Psychosocial stress is an unavoidable consequence of daily human life that associates with an increased risk for CVD events that is on par with the risk from traditional CVD risk factors. The CVD consequences of stress ultimately depend upon its degree and duration, as well as on individual differences in responses to a stressor. Recent identification of a neurobiological mechanism in humans that bridges the gap from psychosocial stress to CVD identifies multiple novel interventions, such as anti-inflammatory medications and stress reduction with potentially high impact for preventing and treating the adverse CVD effects of stress.
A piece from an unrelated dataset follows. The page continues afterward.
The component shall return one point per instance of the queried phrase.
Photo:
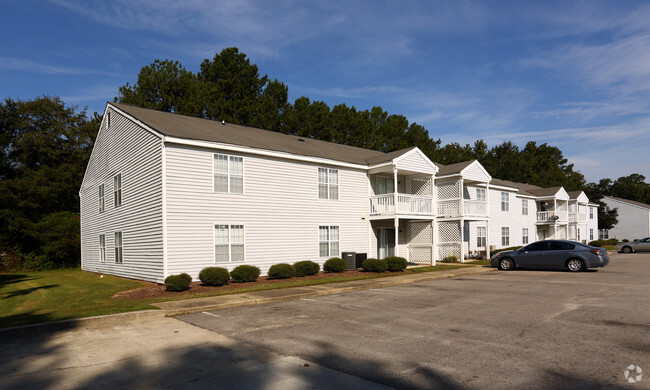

Furthermore, these findings take the next step towards demonstrating a causal relationship between psychosocial stress and CVD and facilitating the broad inclusion of therapies against psychosocial stress in CVD prevention and treatment guidelines.

Funding

This work is supported in part by the following grants: AHA 18CDA34110366 and National Center for Advancing Translational Sciences NIH KL2TR002542 (MTO) and NIH/NHLBI P01HL131478 (AT).

Footnotes

This article is part of the Topical Collection on Prevention

Conflict of Interest

The authors declare that they have no conflicts of interest.

Human and Animal Rights And Informed Consent

This article does not contain any studies with human or animal subjects performed by any of the authors.